Shares of Pact Group Holdings Ltd [ASX:PGH] have hopped up again today by 9.25%, after an almighty soar of 11% yesterday.
The price surge was on the back of a reassuring company announcement about its debt refinancing.
This marks a pleasant turn of events for the struggling stock, which first announced the extent of its troublesome debt issues in February.
Why did Pact’s debt need refinancing?
Earlier in the year, the packaging solutions provider revealed non-cash asset impairments of $310–340 million after tax in its half-year accounts. This was both in its packaging assets and goodwill in Australia.
Only months earlier in August 2018, the company had announced that it’d be expanding its closed loop pooling operations through the acquisition of TIC Retail Accessories for $122 million. The share price plummeted 22% in just one day on the news, and the group’s full-year FY18 results didn’t help.
But Pact has now declared that it has effectively wagered a plan to extend debts worth $380 million, maturing in July 2020, to January 2022, at ‘competitive terms’. A subordinated debt facility has been given the tick of approval from lenders.
The company at present is now engaged in a $50 million, six-year subordinated unsecured term loan.

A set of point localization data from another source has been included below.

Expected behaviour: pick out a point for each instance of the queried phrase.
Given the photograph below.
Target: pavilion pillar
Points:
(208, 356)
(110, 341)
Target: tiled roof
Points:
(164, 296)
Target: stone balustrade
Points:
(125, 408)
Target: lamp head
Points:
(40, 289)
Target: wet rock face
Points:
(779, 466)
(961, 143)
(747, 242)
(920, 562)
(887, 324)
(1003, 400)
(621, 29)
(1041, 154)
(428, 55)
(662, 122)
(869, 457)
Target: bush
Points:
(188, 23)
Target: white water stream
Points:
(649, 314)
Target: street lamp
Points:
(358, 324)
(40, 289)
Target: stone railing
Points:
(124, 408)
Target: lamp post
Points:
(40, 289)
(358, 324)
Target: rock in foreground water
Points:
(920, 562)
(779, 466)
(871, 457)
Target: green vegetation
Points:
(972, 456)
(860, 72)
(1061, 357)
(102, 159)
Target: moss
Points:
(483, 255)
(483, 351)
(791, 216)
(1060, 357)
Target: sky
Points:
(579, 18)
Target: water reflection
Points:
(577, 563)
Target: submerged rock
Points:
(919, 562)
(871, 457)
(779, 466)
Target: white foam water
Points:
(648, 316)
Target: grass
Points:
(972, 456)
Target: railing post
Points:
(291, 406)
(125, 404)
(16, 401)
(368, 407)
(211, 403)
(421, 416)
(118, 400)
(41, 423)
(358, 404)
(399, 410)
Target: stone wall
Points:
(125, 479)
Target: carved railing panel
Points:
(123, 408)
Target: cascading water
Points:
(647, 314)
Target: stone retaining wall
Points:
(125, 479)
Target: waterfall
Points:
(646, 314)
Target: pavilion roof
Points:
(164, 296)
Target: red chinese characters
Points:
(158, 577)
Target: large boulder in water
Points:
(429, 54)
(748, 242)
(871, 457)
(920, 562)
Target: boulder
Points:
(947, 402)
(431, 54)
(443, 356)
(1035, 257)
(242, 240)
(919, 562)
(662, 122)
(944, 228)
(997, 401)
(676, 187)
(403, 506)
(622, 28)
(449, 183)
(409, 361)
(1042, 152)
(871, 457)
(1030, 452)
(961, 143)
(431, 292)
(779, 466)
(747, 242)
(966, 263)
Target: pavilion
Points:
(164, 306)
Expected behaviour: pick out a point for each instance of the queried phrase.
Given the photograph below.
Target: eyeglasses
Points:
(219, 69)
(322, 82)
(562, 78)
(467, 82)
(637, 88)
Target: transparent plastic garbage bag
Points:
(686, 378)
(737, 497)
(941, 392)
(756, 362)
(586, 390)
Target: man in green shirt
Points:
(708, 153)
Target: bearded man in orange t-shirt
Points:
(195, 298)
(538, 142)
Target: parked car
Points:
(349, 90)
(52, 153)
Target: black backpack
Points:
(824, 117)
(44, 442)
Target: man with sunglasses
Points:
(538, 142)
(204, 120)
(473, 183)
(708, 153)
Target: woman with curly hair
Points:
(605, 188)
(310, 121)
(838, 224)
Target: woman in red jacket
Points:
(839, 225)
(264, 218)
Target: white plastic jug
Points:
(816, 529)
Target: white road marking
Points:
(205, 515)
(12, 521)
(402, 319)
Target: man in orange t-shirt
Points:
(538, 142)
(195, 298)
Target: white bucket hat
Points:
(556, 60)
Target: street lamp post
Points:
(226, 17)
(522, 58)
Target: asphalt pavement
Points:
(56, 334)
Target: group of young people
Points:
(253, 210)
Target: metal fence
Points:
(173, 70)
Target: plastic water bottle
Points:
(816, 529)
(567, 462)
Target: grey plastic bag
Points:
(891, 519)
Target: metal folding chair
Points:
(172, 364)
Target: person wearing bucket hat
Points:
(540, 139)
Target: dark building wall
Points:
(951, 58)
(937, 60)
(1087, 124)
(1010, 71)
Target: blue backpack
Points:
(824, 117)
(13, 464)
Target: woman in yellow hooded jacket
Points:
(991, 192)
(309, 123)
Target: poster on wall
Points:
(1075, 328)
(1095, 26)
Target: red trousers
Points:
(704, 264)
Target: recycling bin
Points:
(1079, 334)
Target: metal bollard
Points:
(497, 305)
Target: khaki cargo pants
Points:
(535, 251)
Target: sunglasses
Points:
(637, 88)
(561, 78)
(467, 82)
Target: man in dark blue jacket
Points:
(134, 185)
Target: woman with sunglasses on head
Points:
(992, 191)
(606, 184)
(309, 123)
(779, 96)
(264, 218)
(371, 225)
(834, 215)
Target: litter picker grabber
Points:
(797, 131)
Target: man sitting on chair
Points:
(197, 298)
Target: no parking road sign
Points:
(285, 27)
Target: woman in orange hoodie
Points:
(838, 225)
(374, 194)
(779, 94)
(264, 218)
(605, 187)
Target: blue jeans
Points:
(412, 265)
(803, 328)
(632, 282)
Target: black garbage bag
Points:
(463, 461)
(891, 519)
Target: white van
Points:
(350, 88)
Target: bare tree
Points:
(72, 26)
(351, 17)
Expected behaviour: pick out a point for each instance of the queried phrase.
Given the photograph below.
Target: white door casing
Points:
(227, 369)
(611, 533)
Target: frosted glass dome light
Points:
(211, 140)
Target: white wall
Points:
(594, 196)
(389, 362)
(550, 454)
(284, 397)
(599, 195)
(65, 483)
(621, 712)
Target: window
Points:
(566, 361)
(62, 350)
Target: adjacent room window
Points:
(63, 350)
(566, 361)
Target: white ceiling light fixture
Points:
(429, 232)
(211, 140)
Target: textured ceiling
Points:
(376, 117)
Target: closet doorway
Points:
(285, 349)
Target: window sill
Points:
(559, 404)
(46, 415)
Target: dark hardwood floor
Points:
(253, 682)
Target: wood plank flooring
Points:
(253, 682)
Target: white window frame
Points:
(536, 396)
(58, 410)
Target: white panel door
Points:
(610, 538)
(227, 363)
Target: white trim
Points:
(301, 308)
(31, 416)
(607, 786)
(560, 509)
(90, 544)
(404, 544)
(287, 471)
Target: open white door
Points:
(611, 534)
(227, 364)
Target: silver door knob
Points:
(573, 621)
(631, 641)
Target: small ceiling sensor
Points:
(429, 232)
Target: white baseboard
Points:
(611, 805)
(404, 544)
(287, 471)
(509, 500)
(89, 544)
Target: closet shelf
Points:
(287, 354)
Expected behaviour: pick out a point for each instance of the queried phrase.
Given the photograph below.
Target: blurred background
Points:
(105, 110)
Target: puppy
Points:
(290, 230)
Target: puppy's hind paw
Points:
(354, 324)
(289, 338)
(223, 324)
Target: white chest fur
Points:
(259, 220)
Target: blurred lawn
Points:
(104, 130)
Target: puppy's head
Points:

These funds will be used to pay down old debts and provide the Group with more flexibility in terms of funding.
At this stage, management appears confident in the arrangement. It seems investors do, too.
Are Pact Group shares worth buying?
Everyone loves a share price rebound.
And it’s great to see that Pact is taking charge of their debts.
But while the share price makes a pretty picture on the ASX this week, it’s important to remember that it’s still down about 24.4% so far this year. That’s very short of its 52-week high that was hit in August 2018.
There could also be another share price rebound later in the year, which the stealthy might want to hold on for.
Whether the company turns around its fortunes or not is anyone’s guess, but it could be prudent to wait. Perhaps a good idea would be to examine your personal risk profile on this one!